If the control is controlled by , the vane angle will be controlled at 30° or more.

Therefore, the combustion state at no load is almost the same as the combustion state at 50% load, so low-temperature combustion due to excessive air excess does not occur as in the conventional technology, and the combustion state does not result in the combustion of CO, HC, etc. It is possible to obtain the effects that the generation of combustion products is reduced, combustion performance is improved, and combustion efficiency can also be improved.

〔Effect of the invention〕

According to the present invention, it is possible to improve denitrification efficiency and combustion performance from low load to high load.

It should be noted that, as a matter of course, the present invention is not limited to the illustrated embodiment.

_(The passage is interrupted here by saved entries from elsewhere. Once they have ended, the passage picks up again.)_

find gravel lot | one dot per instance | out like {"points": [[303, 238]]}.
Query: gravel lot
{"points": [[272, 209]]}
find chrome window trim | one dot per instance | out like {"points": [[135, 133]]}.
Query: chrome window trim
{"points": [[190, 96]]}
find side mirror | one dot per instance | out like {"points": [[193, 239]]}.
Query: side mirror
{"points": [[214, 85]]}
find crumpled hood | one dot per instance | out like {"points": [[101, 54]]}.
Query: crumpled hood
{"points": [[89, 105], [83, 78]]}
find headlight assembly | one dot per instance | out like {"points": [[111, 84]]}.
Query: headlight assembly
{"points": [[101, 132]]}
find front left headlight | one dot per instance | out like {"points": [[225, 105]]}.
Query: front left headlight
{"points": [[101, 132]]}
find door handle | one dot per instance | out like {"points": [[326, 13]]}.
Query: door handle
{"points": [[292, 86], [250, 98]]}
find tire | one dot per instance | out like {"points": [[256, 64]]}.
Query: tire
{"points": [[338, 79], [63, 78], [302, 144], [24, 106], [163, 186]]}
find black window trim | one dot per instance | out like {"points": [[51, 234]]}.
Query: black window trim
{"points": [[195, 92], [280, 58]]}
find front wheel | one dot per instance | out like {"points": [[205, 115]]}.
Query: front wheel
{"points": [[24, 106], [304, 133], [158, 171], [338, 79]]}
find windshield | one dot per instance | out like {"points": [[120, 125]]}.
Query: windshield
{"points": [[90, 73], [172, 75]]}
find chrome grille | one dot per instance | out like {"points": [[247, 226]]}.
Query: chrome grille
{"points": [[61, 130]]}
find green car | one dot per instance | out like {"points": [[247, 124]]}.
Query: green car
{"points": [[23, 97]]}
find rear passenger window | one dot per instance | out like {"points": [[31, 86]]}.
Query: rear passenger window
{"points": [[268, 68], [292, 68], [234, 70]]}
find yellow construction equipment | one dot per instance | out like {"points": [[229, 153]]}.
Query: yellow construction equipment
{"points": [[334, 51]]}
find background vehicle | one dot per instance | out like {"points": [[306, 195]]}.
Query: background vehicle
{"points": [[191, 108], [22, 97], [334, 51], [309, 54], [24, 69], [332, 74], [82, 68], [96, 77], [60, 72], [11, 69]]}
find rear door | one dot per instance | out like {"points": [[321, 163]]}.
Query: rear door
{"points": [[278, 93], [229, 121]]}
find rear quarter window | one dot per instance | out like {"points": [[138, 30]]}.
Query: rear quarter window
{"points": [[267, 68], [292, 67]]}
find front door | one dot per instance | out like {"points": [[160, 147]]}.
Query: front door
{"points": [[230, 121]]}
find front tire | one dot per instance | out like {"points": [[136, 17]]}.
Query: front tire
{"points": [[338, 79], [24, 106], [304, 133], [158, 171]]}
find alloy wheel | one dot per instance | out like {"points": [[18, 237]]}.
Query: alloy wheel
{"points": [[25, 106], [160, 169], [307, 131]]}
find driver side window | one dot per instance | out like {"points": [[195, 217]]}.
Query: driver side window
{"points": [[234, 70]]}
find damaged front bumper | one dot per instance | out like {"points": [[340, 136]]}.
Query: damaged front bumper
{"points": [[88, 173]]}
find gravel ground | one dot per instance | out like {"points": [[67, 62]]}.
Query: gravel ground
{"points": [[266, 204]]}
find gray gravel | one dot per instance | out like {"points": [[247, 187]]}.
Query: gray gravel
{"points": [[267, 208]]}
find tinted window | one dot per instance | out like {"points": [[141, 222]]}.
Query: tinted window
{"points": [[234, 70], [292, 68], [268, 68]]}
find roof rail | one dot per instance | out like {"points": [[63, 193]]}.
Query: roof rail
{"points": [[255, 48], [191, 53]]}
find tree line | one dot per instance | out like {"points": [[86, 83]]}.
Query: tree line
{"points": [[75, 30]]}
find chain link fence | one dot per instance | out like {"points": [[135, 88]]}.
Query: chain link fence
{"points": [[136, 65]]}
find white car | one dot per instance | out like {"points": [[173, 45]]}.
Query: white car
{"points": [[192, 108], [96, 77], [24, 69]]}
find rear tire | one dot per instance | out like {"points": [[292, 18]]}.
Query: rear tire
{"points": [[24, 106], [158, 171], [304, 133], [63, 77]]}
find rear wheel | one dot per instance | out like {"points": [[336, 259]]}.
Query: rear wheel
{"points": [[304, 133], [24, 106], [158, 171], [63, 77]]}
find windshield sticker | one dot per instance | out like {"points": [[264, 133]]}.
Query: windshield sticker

[Brief explanation of drawings]

FIG. 1 is a block diagram showing a conventional gas turbine device. FIG. 2 is a characteristic diagram showing the relationship between turbine load and NOx concentration. FIG. 3 is a characteristic diagram showing the relationship between turbine load, gas temperature, and denitrification efficiency. FIG. 4 shows the relationship between the gas turbine load and the air and fuel flow rates, and is a diagram comparing data from the prior art and an embodiment of the present invention. FIG. 5 is a configuration diagram showing a gas turbine device according to an embodiment of the present invention. FIG. 6 is a comparison diagram of the denitrification efficiency and NOx concentration characteristics between this example and the conventional technology. DESCRIPTION OF SYMBOLS 1... Compressor, 2... Combustor, 3... Turbine, 5... Denitration catalyst layer, 7... Inlet part, 9
... Air flow control device, 11 ... Inlet guide vane, 12 ... Air bleed piping, 13 ... Air bleed valve.

Claims (1)

[Claims] 1. A gas turbine, a compressor that is driven by the gas turbine and compresses air, and a combustion system that combusts fuel under the compressed air from the compressor and supplies combustion gas to the gas turbine. and a denitrification catalyst device for removing nitrogen oxides provided in an exhaust gas passage of the gas turbine, the gas turbine device comprising: an inlet guide vane that adjusts the amount of air flowing into the compressor; bleed air piping that releases air discharged from an intermediate stage of the denitrification device to the downstream side of the denitrification device;
A low-pollution gas turbine device comprising: a bleed valve provided in the middle of the bleed pipe to adjust an amount of bleed air. 2. A gas turbine, a compressor that is driven by the gas turbine and compresses air, a combustor that combusts fuel under compressed air from the compressor and supplies combustion gas to the gas turbine, and the gas turbine. A gas turbine device comprising: a denitrification catalyst device for removing nitrogen oxides provided in an exhaust gas passage; an inlet guide vane for adjusting the amount of air flowing into the compressor; a bleed pipe that releases air to the downstream side of the denitrification device;
A low-pollution gas turbine device comprising: a bleed valve provided in the middle of the bleed pipe to adjust an amount of bleed air.